I have a site that I want to extract data from. The data retrieval is very straight forward.
我有一个网站,我想从中提取数据。数据检索非常简单。
It takes the parameters using HTTP POST and returns a JSON object. So, I have a list of queries that I want to do and then repeat at certain intervals to update a database. Is scrapy suitable for this or should I be using something else?
它使用HTTP POST获取参数并返回JSON对象。所以,我有一个我想要做的查询列表,然后以一定的间隔重复更新数据库。 scrapy适合这个还是我应该使用其他东西?
I don't actually need to follow links but I do need to send multiple requests at the same time.
我实际上不需要关注链接,但我确实需要同时发送多个请求。
3 个解决方案
#1
6
How does looks like the POST request? There are many variations, like simple query parameters (?a=1&b=2
), form-like payload (the body contains a=1&b=2
), or any other kind of payload (the body contains a string in some format, like json or xml).
看起来像POST请求怎么样?有许多变体,比如简单的查询参数(?a = 1&b = 2),类似形式的有效负载(正文包含a = 1&b = 2),或任何其他类型的有效负载(正文包含某种格式的字符串,如json或xml)。
In scrapy is fairly straightforward to make POST requests, see: http://doc.scrapy.org/en/latest/topics/request-response.html#request-usage-examples
在scrapy中发出POST请求相当简单,请参阅:http://doc.scrapy.org/en/latest/topics/request-response.html#request-usage-examples
For example, you may need something like this:
例如,您可能需要这样的东西:
# Warning: take care of the undefined variables and modules!
def start_requests(self):
payload = {"a": 1, "b": 2}
yield Request(url, self.parse_data, method="POST", body=urllib.urlencode(payload))
def parse_data(self, response):
# do stuff with data...
data = json.loads(response.body)
#2
0
For handling requests and retrieving response, scrapy is more than enough. And to parse JSON, just use the json
module in the standard library:
为了处理请求和检索响应,scrapy绰绰有余。要解析JSON,只需使用标准库中的json模块:
import json
data = ...
json_data = json.loads(data)
Hope this helps!
希望这可以帮助!
#3
0
Based on my understanding of the question, you just want to fetch/scrape data from a web page at certain intervals. Scrapy is generally used for crawling.
根据我对该问题的理解,您只想以一定的间隔从网页中获取/抓取数据。 Scrapy通常用于爬行。
If you just want to make http post requests you might consider using the python requests library.
如果您只想发出http post请求,可以考虑使用python请求库。
#1
6
How does looks like the POST request? There are many variations, like simple query parameters (?a=1&b=2
), form-like payload (the body contains a=1&b=2
), or any other kind of payload (the body contains a string in some format, like json or xml).
看起来像POST请求怎么样?有许多变体,比如简单的查询参数(?a = 1&b = 2),类似形式的有效负载(正文包含a = 1&b = 2),或任何其他类型的有效负载(正文包含某种格式的字符串,如json或xml)。
In scrapy is fairly straightforward to make POST requests, see: http://doc.scrapy.org/en/latest/topics/request-response.html#request-usage-examples
在scrapy中发出POST请求相当简单,请参阅:http://doc.scrapy.org/en/latest/topics/request-response.html#request-usage-examples
For example, you may need something like this:
例如,您可能需要这样的东西:
# Warning: take care of the undefined variables and modules!
def start_requests(self):
payload = {"a": 1, "b": 2}
yield Request(url, self.parse_data, method="POST", body=urllib.urlencode(payload))

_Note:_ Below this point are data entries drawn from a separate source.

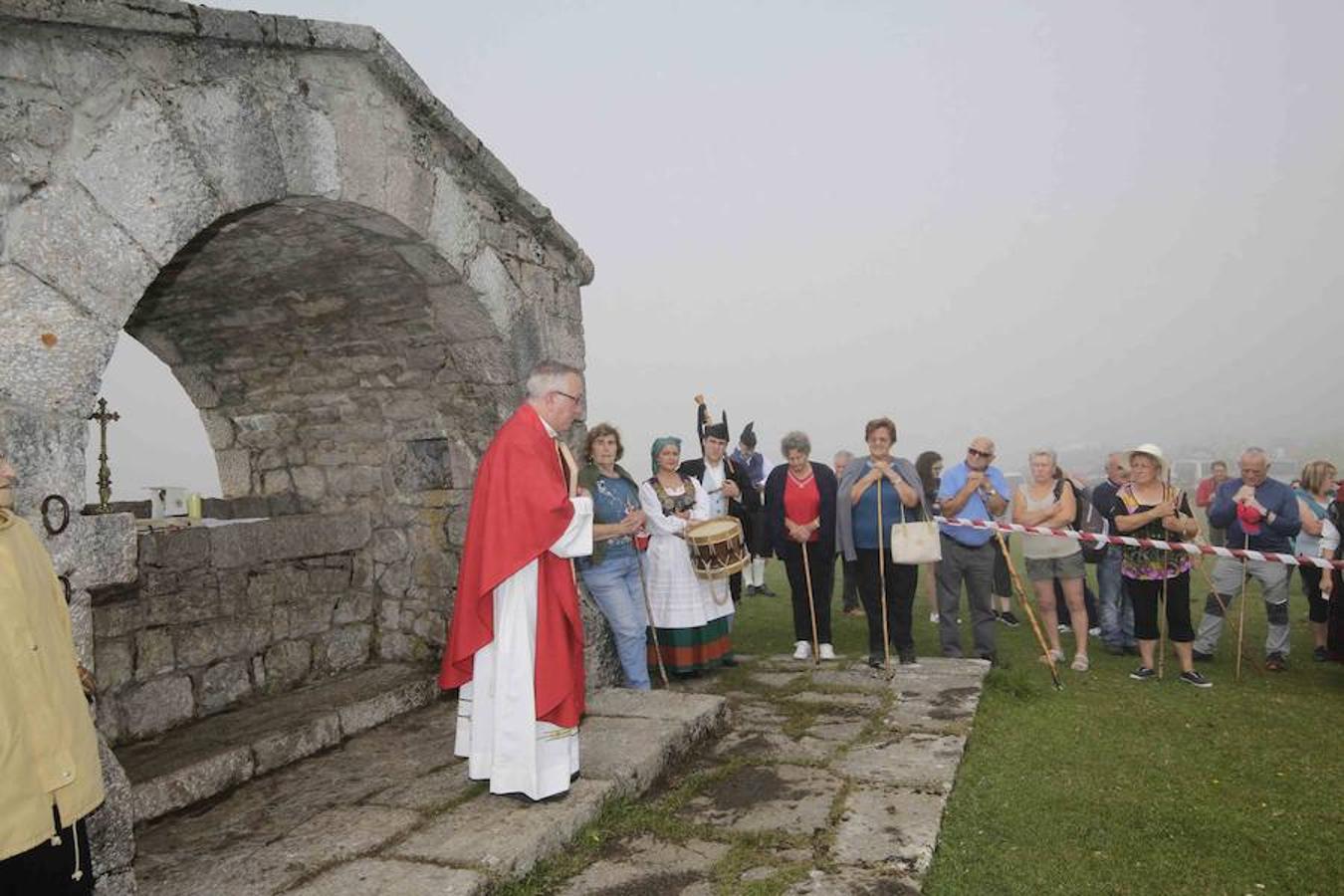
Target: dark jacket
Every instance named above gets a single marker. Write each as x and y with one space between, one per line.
1273 537
783 546
740 508
587 480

def parse_data(self, response):
# do stuff with data...
data = json.loads(response.body)
#2
0
For handling requests and retrieving response, scrapy is more than enough. And to parse JSON, just use the json
module in the standard library:
为了处理请求和检索响应,scrapy绰绰有余。要解析JSON,只需使用标准库中的json模块:
import json
data = ...
json_data = json.loads(data)
Hope this helps!
希望这可以帮助!
#3
0
Based on my understanding of the question, you just want to fetch/scrape data from a web page at certain intervals. Scrapy is generally used for crawling.
根据我对该问题的理解,您只想以一定的间隔从网页中获取/抓取数据。 Scrapy通常用于爬行。
If you just want to make http post requests you might consider using the python requests library.
如果您只想发出http post请求,可以考虑使用python请求库。